On Thu, Mar 09, 2023 at 06:00:04PM -0500, Robbie Harwood wrote:
Glenn Washburn <development@efficientek.com> writes:
2. Why should the load command not be printed when secure boot is enabled?
* This was also requested by Daniel, I assume because of infomation leakage
that may be a security concern.
I seem to have also missed Daniel's reply about this earlier, which was:
I think leaking info about the GRUB image addresses on the Secure
Boot enabled systems is not the best idea. Or do you think having
this feature enabled by default overweight potential dangers coming
from its misuse?
I don't know how these could help an attacker. They'd need access to
console out to retrieve the values, and some way to send input... and
that's basically physical presence: at the very least, if they have
those, I imagine they'd just edit the menu entries, or drop to the grub
shell.
I'd like to also point out that we currently don't have anything like
ASLR in the pre-boot space, nor much hope of meaningfully getting it,
and typically have an identity memory mapped. So, a serious attacker
can take a workflow like:
1) make a rough guess what kind of system they're attacking - vendor,
product line, minimum memory size, etc.
2) get two or three similar machines on ebay
3) build a certificate chain that's got the exact same topology and cert
sizes as the real one
4) enroll that the normal way
5) rebuild the grub binary with the "should we print this line" test
inverted, so it's literally 1 bit different (i.e. jz -> jnz)
6) sign it
7) watch the load patterns on each of those machines and build a pretty
simple model for candidate addresses
8) try them all when trying to exploit whatever bug they've found,
either on individual attempts or possibly multiple at once if
they're clever
If they're also using the shotgun method of identifying targets - i.e.
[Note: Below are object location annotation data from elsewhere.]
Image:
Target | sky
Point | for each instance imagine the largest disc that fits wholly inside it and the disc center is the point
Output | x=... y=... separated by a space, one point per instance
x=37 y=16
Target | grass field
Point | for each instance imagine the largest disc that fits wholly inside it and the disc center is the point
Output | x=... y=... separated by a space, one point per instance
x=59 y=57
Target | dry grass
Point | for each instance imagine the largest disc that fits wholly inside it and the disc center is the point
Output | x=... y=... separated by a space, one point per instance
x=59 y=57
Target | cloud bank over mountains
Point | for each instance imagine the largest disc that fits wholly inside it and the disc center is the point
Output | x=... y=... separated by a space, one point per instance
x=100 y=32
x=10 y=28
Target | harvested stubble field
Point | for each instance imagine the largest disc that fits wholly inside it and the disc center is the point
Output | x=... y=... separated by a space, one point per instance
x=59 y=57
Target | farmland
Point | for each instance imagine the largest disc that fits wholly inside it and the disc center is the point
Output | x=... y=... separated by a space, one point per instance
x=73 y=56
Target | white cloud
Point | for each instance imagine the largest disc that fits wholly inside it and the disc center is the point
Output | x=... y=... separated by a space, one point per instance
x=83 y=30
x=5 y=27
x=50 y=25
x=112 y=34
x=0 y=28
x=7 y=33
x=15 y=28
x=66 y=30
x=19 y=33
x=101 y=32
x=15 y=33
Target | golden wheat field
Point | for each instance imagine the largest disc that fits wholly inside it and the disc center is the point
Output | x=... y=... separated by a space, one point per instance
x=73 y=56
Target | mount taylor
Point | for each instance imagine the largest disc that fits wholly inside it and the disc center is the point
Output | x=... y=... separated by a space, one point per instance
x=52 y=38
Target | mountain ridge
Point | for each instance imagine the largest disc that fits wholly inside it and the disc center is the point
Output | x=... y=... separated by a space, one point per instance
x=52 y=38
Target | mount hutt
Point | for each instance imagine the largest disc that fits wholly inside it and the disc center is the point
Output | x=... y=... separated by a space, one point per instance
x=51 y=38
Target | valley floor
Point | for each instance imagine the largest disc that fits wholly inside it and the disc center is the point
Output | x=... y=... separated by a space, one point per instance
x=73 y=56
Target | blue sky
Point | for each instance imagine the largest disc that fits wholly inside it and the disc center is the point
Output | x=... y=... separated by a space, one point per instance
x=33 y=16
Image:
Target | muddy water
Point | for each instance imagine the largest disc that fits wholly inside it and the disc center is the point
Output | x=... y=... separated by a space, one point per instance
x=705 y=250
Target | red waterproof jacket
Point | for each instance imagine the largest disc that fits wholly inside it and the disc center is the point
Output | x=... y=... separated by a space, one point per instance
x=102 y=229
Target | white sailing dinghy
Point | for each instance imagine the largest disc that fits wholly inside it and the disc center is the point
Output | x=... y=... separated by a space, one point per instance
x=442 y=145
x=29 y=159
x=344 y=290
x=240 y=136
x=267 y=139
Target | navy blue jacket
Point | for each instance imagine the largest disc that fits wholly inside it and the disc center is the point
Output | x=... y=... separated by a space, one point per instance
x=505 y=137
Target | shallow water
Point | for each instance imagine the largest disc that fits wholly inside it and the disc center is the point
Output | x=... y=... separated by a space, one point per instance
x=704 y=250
they've already used some other technique to get root on a bunch of
machines and now they're trying to escalate however many they can to
have Secure Boot breakouts - they're going to have a fair degree of
success with this method, and hiding the addresses will be an incredibly
minor speed bump for them.
I think worrying about exposing load addresses on the console with open
source firmware and no ASLR is not worth the trouble.